CN-116684127-B - Network security-oriented interpretable network data marking method, system and computing equipment

CN116684127BCN 116684127 BCN116684127 BCN 116684127BCN-116684127-B

Abstract

The invention discloses a network security interpretable network data marking method, a system and a computing device, wherein the method comprises the steps that a simulator simulates each network attack, a corresponding network data packet is obtained through a packet grabbing operation, and clustering operation is carried out on the data on the basis to obtain a final data set; the anomaly detector uniformly models the network flow characteristic information of the final data set and a part of interpretation results provided by the interpreter, determines a suspicious flow in each interaction with a network analyst, and the interpreter interprets the currently detected suspicious flow based on maximum linear separation and inquires the network analyst to judge whether the suspicious flow is the anomalous flow.
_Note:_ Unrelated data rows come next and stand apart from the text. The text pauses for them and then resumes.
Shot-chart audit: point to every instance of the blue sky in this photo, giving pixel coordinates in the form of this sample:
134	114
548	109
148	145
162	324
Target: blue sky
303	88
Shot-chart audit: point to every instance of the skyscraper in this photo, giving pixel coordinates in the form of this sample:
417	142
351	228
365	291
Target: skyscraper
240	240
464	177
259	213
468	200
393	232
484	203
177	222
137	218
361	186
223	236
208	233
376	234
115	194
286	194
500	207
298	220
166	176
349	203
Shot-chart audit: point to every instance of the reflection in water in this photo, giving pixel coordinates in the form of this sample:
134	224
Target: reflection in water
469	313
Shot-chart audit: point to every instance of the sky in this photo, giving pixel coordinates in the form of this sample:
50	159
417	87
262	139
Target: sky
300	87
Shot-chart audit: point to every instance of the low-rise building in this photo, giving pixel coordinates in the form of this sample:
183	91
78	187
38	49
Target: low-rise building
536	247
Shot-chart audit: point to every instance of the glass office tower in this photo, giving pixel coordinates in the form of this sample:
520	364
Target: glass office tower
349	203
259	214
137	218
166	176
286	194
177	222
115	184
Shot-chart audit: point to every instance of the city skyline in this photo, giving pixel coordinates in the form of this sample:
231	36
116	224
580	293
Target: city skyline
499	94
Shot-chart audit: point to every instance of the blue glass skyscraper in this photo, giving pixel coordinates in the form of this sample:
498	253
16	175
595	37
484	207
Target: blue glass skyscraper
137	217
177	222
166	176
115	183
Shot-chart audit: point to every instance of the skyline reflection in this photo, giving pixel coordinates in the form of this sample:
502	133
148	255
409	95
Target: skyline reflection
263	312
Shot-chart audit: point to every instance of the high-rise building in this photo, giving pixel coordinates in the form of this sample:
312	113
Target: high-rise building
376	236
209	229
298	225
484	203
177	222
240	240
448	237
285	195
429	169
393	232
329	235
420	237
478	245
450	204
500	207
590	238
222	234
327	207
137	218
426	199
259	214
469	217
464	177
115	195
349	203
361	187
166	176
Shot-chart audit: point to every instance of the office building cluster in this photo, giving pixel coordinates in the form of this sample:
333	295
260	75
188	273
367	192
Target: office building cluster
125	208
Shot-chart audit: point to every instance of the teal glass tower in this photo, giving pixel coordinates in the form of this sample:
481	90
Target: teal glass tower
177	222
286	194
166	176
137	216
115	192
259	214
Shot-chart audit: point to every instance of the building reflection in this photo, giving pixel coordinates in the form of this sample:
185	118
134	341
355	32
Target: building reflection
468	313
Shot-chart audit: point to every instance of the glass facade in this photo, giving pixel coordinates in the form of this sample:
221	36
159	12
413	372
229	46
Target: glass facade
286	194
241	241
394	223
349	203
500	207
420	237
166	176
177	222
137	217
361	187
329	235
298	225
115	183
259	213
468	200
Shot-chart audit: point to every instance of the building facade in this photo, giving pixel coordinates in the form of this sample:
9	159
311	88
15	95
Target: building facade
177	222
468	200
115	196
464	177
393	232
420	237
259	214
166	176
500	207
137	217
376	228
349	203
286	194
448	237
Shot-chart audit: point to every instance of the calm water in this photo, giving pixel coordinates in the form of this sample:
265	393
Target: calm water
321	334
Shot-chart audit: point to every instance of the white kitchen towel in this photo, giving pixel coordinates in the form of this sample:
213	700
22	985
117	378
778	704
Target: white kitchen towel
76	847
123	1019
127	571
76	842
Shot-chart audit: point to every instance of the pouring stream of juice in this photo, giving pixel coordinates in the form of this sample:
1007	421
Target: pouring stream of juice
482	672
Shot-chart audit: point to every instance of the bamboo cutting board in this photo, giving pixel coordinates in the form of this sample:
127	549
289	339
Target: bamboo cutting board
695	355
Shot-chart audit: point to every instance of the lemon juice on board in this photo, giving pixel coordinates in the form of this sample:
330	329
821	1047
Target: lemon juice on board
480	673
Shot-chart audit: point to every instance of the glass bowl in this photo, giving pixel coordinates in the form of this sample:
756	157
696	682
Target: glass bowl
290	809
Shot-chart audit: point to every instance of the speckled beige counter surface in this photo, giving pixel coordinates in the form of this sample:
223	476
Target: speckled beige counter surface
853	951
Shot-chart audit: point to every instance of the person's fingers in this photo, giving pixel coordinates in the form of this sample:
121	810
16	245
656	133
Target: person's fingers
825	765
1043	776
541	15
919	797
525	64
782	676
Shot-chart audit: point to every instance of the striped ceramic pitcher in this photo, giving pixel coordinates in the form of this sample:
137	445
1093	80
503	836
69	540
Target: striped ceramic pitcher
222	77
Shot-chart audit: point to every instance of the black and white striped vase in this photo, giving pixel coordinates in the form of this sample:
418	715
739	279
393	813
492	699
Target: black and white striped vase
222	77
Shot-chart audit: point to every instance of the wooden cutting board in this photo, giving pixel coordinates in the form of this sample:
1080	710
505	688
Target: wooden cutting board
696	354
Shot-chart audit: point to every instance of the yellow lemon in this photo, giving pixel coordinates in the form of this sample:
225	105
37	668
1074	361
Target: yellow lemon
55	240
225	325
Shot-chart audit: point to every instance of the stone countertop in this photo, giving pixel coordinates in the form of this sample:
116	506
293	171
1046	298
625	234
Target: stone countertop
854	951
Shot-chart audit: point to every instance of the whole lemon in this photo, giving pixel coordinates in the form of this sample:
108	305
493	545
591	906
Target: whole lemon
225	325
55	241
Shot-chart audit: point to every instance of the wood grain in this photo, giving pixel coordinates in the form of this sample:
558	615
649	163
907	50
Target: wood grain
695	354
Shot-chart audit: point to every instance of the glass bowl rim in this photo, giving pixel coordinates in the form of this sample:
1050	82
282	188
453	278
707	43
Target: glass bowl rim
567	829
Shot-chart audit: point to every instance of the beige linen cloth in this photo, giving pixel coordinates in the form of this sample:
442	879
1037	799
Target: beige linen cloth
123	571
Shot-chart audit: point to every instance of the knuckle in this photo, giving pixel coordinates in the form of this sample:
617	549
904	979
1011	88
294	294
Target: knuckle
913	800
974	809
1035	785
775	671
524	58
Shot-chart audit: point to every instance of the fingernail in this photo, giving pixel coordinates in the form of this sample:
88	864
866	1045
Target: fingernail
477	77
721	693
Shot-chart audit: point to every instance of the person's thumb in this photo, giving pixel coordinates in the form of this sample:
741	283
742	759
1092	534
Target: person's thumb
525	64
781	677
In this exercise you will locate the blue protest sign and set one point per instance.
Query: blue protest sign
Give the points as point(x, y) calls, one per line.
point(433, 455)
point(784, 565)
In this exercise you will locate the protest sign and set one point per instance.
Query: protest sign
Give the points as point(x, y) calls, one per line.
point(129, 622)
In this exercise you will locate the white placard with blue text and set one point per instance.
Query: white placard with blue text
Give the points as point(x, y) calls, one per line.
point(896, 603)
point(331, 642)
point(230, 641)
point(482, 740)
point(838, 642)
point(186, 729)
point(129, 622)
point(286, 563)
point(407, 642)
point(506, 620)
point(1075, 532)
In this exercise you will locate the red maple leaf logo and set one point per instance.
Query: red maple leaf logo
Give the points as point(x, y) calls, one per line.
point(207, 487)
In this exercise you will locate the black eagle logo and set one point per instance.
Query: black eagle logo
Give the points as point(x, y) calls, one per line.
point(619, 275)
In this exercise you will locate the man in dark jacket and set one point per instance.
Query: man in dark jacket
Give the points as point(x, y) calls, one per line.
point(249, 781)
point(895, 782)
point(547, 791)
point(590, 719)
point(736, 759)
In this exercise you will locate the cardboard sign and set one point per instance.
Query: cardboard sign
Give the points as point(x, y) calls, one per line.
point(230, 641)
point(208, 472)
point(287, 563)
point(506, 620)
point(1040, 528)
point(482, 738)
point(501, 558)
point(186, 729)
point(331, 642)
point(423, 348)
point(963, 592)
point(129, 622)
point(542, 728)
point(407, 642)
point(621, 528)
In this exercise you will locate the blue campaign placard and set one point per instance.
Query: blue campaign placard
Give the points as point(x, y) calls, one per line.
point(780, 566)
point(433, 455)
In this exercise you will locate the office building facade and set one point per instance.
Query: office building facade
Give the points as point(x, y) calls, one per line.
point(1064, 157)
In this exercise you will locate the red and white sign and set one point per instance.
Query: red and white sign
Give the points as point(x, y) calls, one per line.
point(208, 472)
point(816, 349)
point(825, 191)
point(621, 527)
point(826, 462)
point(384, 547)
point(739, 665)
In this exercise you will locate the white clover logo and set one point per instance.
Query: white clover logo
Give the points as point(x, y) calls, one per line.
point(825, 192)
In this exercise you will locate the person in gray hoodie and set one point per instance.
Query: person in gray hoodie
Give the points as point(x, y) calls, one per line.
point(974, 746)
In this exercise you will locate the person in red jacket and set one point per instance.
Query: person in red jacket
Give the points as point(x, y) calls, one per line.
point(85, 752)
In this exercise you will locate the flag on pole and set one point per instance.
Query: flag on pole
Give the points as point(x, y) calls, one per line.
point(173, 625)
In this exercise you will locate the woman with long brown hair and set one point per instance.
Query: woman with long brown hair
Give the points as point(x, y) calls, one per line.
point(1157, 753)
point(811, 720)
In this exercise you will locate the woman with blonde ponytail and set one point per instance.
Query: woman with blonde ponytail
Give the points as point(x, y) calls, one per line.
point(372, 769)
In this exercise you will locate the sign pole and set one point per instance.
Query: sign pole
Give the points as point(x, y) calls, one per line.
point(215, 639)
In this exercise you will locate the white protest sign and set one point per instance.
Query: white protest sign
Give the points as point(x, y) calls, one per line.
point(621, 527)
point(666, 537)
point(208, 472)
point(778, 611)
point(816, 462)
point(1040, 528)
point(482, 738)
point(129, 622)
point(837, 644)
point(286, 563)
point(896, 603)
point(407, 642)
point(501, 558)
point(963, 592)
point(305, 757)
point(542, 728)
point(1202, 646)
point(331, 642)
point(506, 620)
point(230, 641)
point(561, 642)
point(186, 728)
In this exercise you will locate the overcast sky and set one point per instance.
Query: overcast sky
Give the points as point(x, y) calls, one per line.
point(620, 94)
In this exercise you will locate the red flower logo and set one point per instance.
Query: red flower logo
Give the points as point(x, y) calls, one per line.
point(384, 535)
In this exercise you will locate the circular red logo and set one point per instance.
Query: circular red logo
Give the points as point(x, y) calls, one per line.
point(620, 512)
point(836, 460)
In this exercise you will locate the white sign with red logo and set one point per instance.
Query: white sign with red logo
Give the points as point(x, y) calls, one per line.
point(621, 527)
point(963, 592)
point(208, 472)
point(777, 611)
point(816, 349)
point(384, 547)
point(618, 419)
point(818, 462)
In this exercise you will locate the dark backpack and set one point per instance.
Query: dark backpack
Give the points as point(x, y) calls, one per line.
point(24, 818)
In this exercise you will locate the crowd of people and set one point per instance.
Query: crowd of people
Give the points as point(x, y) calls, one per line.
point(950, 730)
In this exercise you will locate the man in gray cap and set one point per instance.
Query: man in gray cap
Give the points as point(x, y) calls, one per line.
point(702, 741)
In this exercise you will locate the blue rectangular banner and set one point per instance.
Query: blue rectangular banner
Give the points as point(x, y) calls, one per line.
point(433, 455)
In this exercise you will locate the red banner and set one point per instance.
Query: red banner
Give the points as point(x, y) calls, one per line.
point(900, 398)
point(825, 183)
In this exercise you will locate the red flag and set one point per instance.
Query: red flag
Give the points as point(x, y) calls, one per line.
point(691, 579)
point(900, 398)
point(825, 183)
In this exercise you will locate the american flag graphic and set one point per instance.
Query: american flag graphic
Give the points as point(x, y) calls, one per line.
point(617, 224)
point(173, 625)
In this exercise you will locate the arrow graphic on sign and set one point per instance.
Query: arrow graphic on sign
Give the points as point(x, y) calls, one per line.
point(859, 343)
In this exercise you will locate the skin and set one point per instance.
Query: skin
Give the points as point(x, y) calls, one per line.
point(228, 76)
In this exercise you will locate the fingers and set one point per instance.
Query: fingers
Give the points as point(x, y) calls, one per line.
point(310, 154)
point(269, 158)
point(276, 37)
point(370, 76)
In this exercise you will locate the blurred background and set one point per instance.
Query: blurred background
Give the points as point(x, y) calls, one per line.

The invention has the advantages that the computing resource of the interpreter is fully utilized, and the anomaly detector can interact with network analysts, wherein the interaction quality is ensured through the interpreter, and finally, the anomaly detector model has the capability of adapting to the dynamic network environment.

Inventors

SHI LEI
LIN CHUNGANG
DUAN RONGCHANG
YU CUILING
ZHANG YUJUN
HOU WEI
Ai Zhengyang
DUAN DONGSHENG

Assignees

国家计算机网络与信息安全管理中心

Dates

Publication Date: 20260512
Application Date: 20230523

Claims (4)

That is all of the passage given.